- Country: Russia
- Region: Nenets Autonomous Okrug
- Offshore/onshore: onshore
- Coordinates: 68°39′11″N 57°49′40″E﻿ / ﻿68.65306°N 57.82778°E
- Operator: Bashneft
- Partners: Bashneft (74.9%) Lukoil (25.1%)

Production
- Recoverable oil (million tonnes): 210.9

= Trebs and Titov oil fields =

Oil field complex in Nenets Okrug, Russia

Trebs and Titov oil fields is a complex of Arctic oil fields in the Timan-Pechora Basin in Nenets Autonomous Okrug, Russia.

The oil fields have around 1.1 Goilbbl of estimated oil reserves. Recoverable reserves are 78.1 million tons in the Trebs field and 132.8 million tons in the Titov field. In 2006, the Trebs and Titov fields were designated as "strategic fields".

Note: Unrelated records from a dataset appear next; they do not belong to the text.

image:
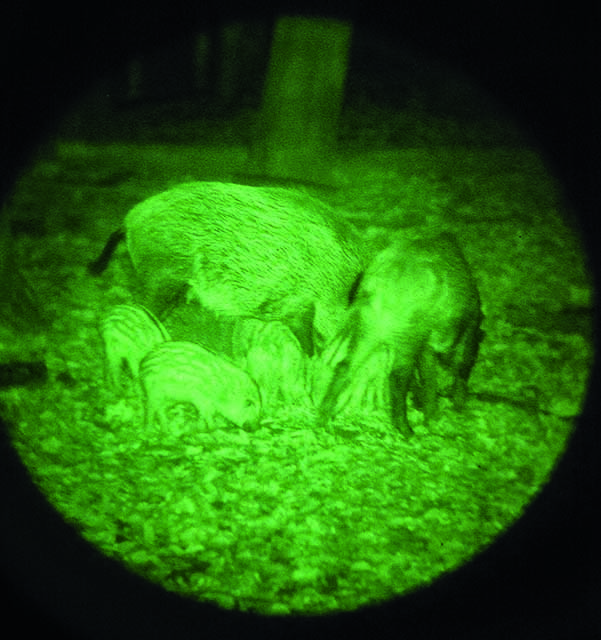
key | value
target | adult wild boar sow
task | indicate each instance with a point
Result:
(415, 313)
(264, 252)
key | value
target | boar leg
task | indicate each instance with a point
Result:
(399, 386)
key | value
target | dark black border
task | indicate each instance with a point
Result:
(542, 579)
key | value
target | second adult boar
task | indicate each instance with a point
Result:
(415, 315)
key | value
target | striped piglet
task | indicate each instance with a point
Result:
(184, 372)
(129, 332)
(273, 357)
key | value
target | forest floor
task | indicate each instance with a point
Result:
(292, 518)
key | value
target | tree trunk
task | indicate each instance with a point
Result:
(296, 133)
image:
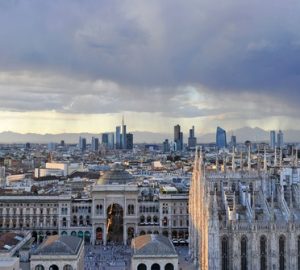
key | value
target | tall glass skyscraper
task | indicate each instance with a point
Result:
(221, 141)
(280, 142)
(178, 138)
(272, 139)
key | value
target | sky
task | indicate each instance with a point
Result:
(79, 65)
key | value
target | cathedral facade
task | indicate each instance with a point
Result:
(244, 219)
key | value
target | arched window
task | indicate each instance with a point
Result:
(263, 252)
(299, 252)
(64, 222)
(155, 266)
(169, 266)
(244, 253)
(165, 221)
(130, 209)
(142, 266)
(281, 252)
(224, 246)
(75, 220)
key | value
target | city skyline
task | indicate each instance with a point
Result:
(232, 65)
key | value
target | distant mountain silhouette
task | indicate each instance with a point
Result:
(242, 134)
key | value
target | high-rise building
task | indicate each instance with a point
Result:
(272, 139)
(104, 140)
(192, 140)
(95, 144)
(178, 138)
(111, 140)
(118, 137)
(233, 141)
(124, 137)
(2, 177)
(166, 146)
(280, 142)
(82, 144)
(108, 140)
(221, 141)
(129, 140)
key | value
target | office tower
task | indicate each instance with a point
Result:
(82, 144)
(178, 138)
(272, 139)
(129, 140)
(166, 146)
(2, 177)
(51, 146)
(124, 137)
(118, 137)
(221, 141)
(95, 144)
(192, 140)
(280, 142)
(111, 140)
(233, 141)
(104, 140)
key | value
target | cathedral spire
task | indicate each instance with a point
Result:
(265, 159)
(233, 159)
(249, 158)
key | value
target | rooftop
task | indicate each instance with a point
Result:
(153, 245)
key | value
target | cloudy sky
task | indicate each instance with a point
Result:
(79, 65)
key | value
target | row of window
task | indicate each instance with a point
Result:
(263, 253)
(155, 266)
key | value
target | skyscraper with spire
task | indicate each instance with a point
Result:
(124, 135)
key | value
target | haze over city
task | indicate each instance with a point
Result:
(78, 66)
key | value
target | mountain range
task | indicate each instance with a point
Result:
(246, 133)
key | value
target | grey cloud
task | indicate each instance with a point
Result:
(149, 51)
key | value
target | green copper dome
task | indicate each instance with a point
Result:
(117, 175)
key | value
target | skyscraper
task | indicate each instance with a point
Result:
(166, 146)
(82, 144)
(280, 142)
(192, 140)
(272, 139)
(118, 137)
(178, 138)
(233, 141)
(221, 141)
(129, 140)
(95, 144)
(124, 137)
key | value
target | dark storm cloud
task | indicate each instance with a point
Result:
(226, 47)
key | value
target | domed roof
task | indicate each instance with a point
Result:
(117, 175)
(152, 244)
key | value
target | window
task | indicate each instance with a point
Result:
(142, 266)
(155, 266)
(130, 209)
(263, 253)
(244, 253)
(281, 252)
(224, 246)
(299, 252)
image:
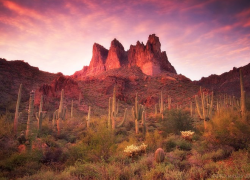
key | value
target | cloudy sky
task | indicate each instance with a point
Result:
(201, 37)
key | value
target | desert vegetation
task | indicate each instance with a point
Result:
(206, 139)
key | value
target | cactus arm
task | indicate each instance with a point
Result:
(72, 108)
(161, 107)
(30, 115)
(198, 106)
(124, 119)
(88, 118)
(17, 109)
(109, 113)
(243, 98)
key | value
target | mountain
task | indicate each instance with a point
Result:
(143, 69)
(149, 58)
(12, 74)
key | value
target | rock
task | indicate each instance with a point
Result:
(148, 58)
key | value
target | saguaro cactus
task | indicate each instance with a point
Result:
(17, 114)
(156, 109)
(61, 113)
(80, 97)
(169, 102)
(191, 109)
(30, 116)
(242, 98)
(40, 115)
(113, 114)
(162, 104)
(88, 119)
(124, 119)
(72, 108)
(205, 115)
(137, 113)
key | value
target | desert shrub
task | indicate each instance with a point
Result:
(227, 128)
(197, 172)
(178, 159)
(156, 173)
(96, 143)
(176, 120)
(18, 165)
(49, 175)
(159, 155)
(154, 140)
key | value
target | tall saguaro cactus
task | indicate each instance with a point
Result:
(30, 116)
(137, 113)
(124, 119)
(206, 111)
(110, 112)
(161, 104)
(114, 110)
(17, 114)
(169, 102)
(88, 118)
(61, 113)
(243, 97)
(40, 115)
(72, 109)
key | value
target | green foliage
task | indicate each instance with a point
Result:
(177, 120)
(154, 140)
(159, 155)
(237, 166)
(172, 142)
(227, 128)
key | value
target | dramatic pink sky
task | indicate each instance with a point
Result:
(201, 37)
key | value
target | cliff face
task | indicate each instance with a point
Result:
(150, 59)
(13, 73)
(228, 82)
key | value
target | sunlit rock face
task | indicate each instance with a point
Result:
(116, 55)
(149, 58)
(97, 63)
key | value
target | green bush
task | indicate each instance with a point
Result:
(227, 128)
(177, 120)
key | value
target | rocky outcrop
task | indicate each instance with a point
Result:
(149, 58)
(228, 82)
(12, 74)
(53, 90)
(116, 56)
(97, 63)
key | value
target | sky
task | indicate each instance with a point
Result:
(200, 37)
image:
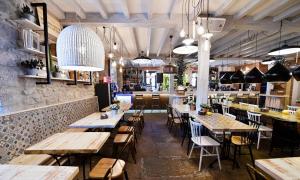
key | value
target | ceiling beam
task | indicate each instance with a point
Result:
(245, 10)
(163, 39)
(287, 13)
(270, 9)
(224, 7)
(149, 32)
(124, 6)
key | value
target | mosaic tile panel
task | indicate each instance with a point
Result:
(20, 130)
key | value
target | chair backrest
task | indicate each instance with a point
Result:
(255, 174)
(195, 129)
(292, 109)
(254, 116)
(225, 109)
(230, 116)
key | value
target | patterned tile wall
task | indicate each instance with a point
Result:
(20, 130)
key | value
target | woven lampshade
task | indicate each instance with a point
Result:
(79, 48)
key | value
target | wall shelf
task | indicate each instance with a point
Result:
(52, 78)
(27, 24)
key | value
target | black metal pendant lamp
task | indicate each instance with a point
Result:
(278, 73)
(254, 75)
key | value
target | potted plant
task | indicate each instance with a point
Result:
(27, 13)
(30, 66)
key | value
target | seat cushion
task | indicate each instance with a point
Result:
(265, 128)
(125, 129)
(99, 171)
(205, 141)
(238, 141)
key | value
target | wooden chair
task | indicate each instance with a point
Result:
(244, 139)
(110, 168)
(254, 173)
(292, 109)
(203, 142)
(263, 130)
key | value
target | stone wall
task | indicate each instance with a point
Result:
(22, 129)
(21, 93)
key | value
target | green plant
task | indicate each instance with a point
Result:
(26, 10)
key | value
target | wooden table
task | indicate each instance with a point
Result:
(37, 172)
(219, 122)
(70, 143)
(123, 107)
(280, 168)
(83, 143)
(182, 108)
(273, 114)
(94, 120)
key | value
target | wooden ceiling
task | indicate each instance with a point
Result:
(145, 25)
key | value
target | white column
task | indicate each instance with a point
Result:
(203, 74)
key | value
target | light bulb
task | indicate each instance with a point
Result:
(115, 46)
(194, 29)
(110, 55)
(200, 29)
(206, 44)
(114, 64)
(182, 33)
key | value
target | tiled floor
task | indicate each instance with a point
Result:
(161, 156)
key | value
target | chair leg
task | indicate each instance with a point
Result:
(234, 157)
(201, 155)
(217, 149)
(250, 151)
(258, 139)
(191, 150)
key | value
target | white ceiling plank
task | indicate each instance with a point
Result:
(149, 32)
(245, 10)
(78, 9)
(224, 7)
(147, 6)
(101, 9)
(171, 8)
(163, 39)
(287, 13)
(270, 9)
(124, 6)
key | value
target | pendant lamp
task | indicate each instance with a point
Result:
(170, 68)
(237, 77)
(254, 75)
(278, 73)
(80, 48)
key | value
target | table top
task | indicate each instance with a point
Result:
(182, 108)
(219, 122)
(94, 120)
(280, 168)
(34, 172)
(274, 114)
(70, 143)
(123, 106)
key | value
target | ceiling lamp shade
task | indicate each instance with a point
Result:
(237, 77)
(254, 76)
(141, 59)
(225, 79)
(296, 73)
(186, 49)
(278, 73)
(284, 50)
(79, 48)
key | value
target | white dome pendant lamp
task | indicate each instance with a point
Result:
(80, 49)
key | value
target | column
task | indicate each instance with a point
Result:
(203, 73)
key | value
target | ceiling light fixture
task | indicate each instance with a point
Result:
(80, 48)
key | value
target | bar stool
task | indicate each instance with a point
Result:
(155, 101)
(139, 101)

The license for development of these fields was auctioned in 2010. Although initial interest was shown by Lukoil, TNK-BP, Gazprom Neft, Surgutneftegaz, Bashneft, and ONGC, the final bid was made only by Bashneft. The licence was issued to Bashneft on 2 December 2010.

On 15 April 2011, Lukoil agreed to acquire a 25.1% stake in the project.